Mr. Kwarteng, in his submission, also cautioned government against investing in new projects which put a strain on the public purse, and rather commit to completing older projects to help the economy live within its means.
“As we respond to this call to help our own country overcome the economic challenges, what should we do? What we should do is perhaps more clearly stated in what we should not do. We should stop putting pressure on government to spend on projects for which we have no money; and especially now, we should be asking government to spend on projects to which we are already committed. The arrears that have piled – some of them very historical, let us put the resources we have into those arrears. Let us stop putting pressure on government to take on new commitments,” he urged.
Widening the tax net
Currently, government is leveraging digitalisation – including initiatives such as the e-VAT, e-Levy and Ghana.gov among others – to expand the tax net, eliminate leakages and close the tax gap.
The Minister of State at the Ministry of Finance, Dr. Mohammed Amin Adam, a couple of weeks ago told parliament that results from the pilot phase of the e-VAT are encouraging; and that the Ghana Revenue Authority (GRA) is eager to ride on its success to widen the tax net.
“Results from the e-VAT pilot phase supplemented with physical monitoring by GRA staff are truly revealing. The initial results have emboldened us to expand coverage to other targetted entities,” he told parliament when appearing before the House to answer questions from members.

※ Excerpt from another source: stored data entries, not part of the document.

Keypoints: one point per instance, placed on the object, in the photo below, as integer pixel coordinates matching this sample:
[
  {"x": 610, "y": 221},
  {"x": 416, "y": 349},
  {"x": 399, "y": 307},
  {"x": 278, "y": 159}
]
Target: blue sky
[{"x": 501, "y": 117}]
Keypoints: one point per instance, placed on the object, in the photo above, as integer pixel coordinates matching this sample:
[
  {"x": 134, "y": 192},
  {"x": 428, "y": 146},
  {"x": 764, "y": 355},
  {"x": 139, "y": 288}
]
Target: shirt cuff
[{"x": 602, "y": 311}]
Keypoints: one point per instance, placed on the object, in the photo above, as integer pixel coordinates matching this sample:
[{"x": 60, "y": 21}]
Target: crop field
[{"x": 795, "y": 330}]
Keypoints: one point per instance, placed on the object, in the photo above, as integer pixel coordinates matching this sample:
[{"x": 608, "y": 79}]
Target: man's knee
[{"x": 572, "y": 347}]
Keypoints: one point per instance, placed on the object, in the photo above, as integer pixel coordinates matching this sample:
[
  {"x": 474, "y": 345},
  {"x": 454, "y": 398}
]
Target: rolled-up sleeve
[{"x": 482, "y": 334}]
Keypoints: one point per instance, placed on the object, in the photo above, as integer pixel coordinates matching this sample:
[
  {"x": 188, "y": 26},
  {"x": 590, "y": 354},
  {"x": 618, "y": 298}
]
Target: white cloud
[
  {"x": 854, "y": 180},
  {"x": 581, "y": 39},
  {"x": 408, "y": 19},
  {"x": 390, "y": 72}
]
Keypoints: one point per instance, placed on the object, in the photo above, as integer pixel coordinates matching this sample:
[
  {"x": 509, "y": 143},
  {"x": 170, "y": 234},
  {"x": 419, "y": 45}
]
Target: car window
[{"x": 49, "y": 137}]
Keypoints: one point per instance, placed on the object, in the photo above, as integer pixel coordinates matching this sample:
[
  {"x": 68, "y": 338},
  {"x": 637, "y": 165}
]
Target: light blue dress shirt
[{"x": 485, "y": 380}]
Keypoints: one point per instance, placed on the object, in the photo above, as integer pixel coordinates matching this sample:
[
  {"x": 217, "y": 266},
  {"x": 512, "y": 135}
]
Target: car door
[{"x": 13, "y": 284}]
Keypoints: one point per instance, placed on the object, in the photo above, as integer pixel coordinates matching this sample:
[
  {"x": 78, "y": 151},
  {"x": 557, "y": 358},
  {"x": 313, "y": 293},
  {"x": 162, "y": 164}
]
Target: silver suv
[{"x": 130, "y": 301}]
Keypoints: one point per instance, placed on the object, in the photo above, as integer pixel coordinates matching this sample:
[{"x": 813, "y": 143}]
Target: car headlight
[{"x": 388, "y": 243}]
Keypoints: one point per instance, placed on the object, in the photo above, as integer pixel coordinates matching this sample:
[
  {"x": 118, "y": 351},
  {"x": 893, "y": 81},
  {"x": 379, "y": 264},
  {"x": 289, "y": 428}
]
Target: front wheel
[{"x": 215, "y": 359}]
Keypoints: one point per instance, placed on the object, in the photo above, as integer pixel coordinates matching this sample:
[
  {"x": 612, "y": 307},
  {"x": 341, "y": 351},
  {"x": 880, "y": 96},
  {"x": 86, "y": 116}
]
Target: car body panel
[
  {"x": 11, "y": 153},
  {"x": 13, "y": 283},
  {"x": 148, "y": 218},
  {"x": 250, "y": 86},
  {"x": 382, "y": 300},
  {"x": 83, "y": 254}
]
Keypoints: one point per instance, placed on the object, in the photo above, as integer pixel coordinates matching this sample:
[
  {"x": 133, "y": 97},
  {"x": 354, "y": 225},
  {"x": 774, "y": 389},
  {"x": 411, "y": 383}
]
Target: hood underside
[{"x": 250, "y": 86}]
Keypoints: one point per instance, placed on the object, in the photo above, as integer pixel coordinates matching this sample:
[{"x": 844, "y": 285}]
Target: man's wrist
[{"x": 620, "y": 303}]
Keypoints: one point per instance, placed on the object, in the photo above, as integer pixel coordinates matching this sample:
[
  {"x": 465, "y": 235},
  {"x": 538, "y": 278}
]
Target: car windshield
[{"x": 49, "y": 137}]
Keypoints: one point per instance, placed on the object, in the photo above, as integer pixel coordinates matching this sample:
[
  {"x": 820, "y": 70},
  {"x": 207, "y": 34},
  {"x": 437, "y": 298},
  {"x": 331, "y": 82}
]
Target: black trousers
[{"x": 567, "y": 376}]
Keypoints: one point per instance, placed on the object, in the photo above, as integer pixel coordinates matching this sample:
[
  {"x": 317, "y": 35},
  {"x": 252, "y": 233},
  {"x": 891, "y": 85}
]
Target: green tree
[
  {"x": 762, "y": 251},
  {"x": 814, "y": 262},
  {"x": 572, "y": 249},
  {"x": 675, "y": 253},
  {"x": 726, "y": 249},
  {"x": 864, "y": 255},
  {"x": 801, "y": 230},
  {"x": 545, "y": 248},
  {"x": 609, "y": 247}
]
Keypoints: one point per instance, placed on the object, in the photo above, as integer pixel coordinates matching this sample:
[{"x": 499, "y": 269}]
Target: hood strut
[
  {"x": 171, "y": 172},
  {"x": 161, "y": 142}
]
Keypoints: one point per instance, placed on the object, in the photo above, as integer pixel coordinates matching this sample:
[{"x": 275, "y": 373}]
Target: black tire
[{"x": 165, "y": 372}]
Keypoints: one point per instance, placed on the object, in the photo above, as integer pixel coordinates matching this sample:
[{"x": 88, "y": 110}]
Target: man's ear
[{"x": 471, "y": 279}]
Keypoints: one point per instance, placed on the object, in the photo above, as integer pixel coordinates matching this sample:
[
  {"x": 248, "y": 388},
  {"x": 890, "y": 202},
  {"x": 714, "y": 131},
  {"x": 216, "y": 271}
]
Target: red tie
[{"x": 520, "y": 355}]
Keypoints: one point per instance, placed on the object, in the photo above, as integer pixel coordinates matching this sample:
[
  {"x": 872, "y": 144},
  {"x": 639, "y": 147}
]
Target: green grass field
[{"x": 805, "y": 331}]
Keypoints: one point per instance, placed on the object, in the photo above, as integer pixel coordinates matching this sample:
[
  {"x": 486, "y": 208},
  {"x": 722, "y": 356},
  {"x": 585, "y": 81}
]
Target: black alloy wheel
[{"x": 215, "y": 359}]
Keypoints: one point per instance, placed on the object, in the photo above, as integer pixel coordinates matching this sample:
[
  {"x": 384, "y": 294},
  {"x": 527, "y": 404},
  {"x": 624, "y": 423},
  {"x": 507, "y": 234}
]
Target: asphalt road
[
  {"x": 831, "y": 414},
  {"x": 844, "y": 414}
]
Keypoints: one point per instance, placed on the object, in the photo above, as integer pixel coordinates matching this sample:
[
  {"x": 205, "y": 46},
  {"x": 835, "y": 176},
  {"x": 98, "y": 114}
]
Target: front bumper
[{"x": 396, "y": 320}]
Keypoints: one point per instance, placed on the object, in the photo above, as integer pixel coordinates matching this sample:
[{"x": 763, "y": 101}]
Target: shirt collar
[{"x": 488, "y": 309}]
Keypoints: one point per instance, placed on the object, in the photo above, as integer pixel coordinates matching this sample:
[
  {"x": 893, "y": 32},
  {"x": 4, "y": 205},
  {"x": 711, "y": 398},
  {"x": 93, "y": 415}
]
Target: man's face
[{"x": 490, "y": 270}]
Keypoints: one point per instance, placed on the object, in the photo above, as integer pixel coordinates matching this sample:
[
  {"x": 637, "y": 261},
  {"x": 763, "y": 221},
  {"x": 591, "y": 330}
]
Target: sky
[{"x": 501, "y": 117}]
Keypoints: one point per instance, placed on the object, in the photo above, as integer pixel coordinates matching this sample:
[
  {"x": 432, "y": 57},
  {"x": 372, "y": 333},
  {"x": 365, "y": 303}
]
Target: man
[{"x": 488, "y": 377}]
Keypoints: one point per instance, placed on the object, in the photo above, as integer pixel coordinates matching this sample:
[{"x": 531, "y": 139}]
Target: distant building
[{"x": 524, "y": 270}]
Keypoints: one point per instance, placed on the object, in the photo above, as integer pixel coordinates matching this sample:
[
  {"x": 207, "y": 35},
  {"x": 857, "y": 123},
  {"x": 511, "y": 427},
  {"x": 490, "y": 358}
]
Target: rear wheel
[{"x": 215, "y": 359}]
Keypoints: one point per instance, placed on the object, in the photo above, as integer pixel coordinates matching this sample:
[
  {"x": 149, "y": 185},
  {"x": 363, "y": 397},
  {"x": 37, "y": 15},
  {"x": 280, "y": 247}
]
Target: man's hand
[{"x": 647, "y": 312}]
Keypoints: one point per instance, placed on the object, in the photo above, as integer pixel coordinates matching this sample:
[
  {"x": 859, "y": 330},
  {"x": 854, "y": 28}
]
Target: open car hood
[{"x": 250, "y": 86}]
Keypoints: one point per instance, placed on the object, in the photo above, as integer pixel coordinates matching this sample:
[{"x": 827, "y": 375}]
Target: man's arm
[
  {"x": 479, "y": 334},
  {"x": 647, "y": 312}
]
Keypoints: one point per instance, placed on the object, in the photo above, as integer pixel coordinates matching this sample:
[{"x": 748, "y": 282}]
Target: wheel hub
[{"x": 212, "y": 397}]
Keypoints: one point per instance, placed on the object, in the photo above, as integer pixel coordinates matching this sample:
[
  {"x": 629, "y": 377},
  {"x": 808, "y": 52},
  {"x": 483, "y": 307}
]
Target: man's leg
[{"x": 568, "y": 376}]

Dr. Adam further noted that government is keen on unlocking the full potential of domestic revenue mobilisation for the country.
In his 2023 Mid-Year Budget Review, Ken Ofori-Atta noted that his office, during the document’s preparation, held extensive engagements with Cabinet and diverse stakeholders on different issues including widening the tax net.
“In all these meetings, stakeholders provided insights into issues such as widening the tax net, SOE governance, expenditure controls, optimising extractive industry contributions, providing increased and targetted support to agriculture and industry, revamping ports’ operations and duties, as well as growing and changing the economy’s structure.
“The feedback has been illuminating and well-received. The faith-based organisations, for example, agreed to form a committee to educate their congregations on their responsibility to pay taxes. We will continue engaging to find mutually acceptable solutions as we prepare the 2024 Budget Statement in November 2023,” the finance minister added.